In this forest, he recounts the events leading up to the death of Gen’ichiro, when Kenji was just a child. During this dream sequence, we learn why Kenji had forgotten the past. He says when his brother died, he felt a little happy. The guilt he felt for not having remorse or sadness was the purpose of drawing the Hinemi map. The scene ends abruptly and its themes are not developed any further. The performance ends where it began in the fictional Hinemi and in Kenji’s home, where his mother awaits her son’s return.

Filter through the obscure style and structure that is an Akio play, and you will discover a story that the average person can relate to and understand. Death is the ultimate hidden theme, which finally sheds light on the emphasis of time in the structuring of the play.
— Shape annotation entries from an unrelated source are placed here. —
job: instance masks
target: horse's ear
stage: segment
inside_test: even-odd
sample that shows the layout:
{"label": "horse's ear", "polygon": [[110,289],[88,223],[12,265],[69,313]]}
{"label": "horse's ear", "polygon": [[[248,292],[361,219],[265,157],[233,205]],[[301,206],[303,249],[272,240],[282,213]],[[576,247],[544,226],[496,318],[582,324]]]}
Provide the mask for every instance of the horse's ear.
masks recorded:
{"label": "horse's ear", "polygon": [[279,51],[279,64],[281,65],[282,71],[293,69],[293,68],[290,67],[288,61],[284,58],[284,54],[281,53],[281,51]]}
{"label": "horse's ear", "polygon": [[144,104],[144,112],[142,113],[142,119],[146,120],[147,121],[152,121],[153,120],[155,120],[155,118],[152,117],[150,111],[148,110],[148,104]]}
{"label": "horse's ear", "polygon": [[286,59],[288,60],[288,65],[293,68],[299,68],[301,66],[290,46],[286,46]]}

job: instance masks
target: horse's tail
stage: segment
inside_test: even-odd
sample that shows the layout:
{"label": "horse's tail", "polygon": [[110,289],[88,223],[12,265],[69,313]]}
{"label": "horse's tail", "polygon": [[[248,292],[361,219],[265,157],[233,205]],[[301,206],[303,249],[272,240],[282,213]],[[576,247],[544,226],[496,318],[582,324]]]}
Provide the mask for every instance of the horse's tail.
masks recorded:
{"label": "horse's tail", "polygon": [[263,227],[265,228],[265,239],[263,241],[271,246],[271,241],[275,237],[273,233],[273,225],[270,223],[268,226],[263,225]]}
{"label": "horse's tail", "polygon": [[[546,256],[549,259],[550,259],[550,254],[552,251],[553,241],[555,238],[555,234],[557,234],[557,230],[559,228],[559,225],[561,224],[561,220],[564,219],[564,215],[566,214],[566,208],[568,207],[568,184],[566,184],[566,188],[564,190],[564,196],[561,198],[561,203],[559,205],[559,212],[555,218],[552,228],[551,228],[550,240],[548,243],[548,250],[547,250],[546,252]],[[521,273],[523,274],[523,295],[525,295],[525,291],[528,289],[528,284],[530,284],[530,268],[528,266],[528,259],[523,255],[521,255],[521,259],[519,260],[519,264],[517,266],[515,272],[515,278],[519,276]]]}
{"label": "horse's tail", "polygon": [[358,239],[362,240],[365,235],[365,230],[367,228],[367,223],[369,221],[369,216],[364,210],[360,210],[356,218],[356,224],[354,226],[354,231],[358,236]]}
The last showing of “Hinemi” by the California State University, Northridge Department of Theater was performed in front of a sold out crowd. A few minutes before the performance, a few individuals found themselves disappointed when the box office sold out of tickets. For the individuals lucky enough to secure a seat, the studio theater provided an intimate setting with the chairs arranged in a circular fashion facing the performers.

The performers were located one step below the front row seats, an element that became useful when the time element was presented. The background scenery and props were of the barest form, with three prop fixtures representing a couch, table and desk. The bareness and bland style of the props were an advantage when time, location and characters collided in one of four locations or time spans.

“Hinemi” was a play that took a while to register theme and plot, but once developed, the audience was fixated on discovering the purpose of the map and the element of time. The two last scenes were somewhat like a cliff-hanger, where you were left wondering how adult Kenji’s unraveling of his memories changed him.

The second question that needed to be answered was what happened to child Kenji and his family after Gen’ichiro’s death. Despite a few unanswered questions, Hinemi still provided a sense of closure to a story that journeyed through time to end where it started.